Most of this slope looked like this, and it was just this slope. Dark discoloration of the shingles just below the butts of overlapping shingles. No evidence of fire anywhere and it didn’t come off on your fingers like soot.
What type of cedar is it and what was the flashing material.
Iron stains may appear in two forms: the reddish brown discoloration caused by rust, and blue-black discoloration caused by the reaction of iron from nails and other metal objects with extractives from the cedar. To prevent these stains, use only hot-dipped galvanized, aluminum or stainless steel nails when fastening cedar.
What is extractive bleeding and how does one clean it off?
Extractive bleeding is characterized by the tannins in the wood being dissolved in moisture and migrating to the surface of the product. Rain will sometimes wash these stains away; however if left to weather, the sun can cause polymerization, thus requiring the addition of a tannin blocker and new top coat finish (ensure proper surface preparation before applying new top coat) once the moisture problem has been solved.
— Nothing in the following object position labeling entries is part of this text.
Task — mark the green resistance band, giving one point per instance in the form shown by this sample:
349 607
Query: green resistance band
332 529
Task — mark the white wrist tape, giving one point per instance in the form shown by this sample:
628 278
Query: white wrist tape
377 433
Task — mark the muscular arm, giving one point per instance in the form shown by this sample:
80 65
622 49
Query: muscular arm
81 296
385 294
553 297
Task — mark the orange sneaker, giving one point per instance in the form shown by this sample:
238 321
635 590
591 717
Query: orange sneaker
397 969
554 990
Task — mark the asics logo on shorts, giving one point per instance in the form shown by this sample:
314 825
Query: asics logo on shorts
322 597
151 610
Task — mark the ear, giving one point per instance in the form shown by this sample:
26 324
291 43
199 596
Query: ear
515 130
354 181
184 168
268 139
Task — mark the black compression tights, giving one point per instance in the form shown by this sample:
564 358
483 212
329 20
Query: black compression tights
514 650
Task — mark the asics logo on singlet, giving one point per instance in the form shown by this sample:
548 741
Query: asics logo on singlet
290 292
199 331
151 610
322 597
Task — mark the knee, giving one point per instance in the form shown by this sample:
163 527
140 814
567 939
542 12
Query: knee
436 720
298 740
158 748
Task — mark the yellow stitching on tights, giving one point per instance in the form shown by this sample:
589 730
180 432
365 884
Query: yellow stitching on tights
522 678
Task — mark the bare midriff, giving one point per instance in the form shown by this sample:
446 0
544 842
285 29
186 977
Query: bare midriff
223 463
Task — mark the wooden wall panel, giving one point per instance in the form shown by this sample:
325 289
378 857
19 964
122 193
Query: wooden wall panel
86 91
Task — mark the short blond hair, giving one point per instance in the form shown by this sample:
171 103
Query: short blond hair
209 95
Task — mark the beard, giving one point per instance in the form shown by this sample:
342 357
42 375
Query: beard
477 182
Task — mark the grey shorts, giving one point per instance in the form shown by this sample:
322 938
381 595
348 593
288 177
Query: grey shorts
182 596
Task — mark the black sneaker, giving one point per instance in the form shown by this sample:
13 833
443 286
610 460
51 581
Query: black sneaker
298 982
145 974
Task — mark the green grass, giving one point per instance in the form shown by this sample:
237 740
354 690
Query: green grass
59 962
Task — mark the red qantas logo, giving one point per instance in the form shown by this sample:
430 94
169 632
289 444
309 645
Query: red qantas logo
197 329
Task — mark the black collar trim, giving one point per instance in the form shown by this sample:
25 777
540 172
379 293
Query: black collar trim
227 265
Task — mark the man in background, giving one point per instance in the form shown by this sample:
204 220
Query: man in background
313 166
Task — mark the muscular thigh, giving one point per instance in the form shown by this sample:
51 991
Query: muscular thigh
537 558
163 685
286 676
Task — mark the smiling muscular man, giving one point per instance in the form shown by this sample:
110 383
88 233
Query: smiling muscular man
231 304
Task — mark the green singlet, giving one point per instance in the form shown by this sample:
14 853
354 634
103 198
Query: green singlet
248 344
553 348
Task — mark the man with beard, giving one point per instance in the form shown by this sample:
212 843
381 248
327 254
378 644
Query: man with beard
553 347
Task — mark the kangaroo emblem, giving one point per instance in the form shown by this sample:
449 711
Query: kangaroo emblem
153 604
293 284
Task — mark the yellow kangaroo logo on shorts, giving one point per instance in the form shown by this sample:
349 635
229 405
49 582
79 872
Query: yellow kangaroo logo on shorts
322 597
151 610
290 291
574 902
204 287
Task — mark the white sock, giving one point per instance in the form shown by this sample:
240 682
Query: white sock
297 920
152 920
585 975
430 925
Compounds containing oxalic acid appear to be the most effective at removing extractive bleeding stains: ensure you use proper safety precautions and follow the oxalic acid compound manufacturer’s application directions. Extractive bleeding does not signify failure of the applied finish, but instead is found in applications where a source of moisture is present. Extractive bleeding is not a manufacturing defect nor is it a finish defect; it is a natural phenomenon that occurs in applications. Tannin blocking products help, however, the CSSB does not provide any finish warranty. Check with your sidewall product manufacturer, finish manufacturer, Approved Installer, or professional contractor for more assistance.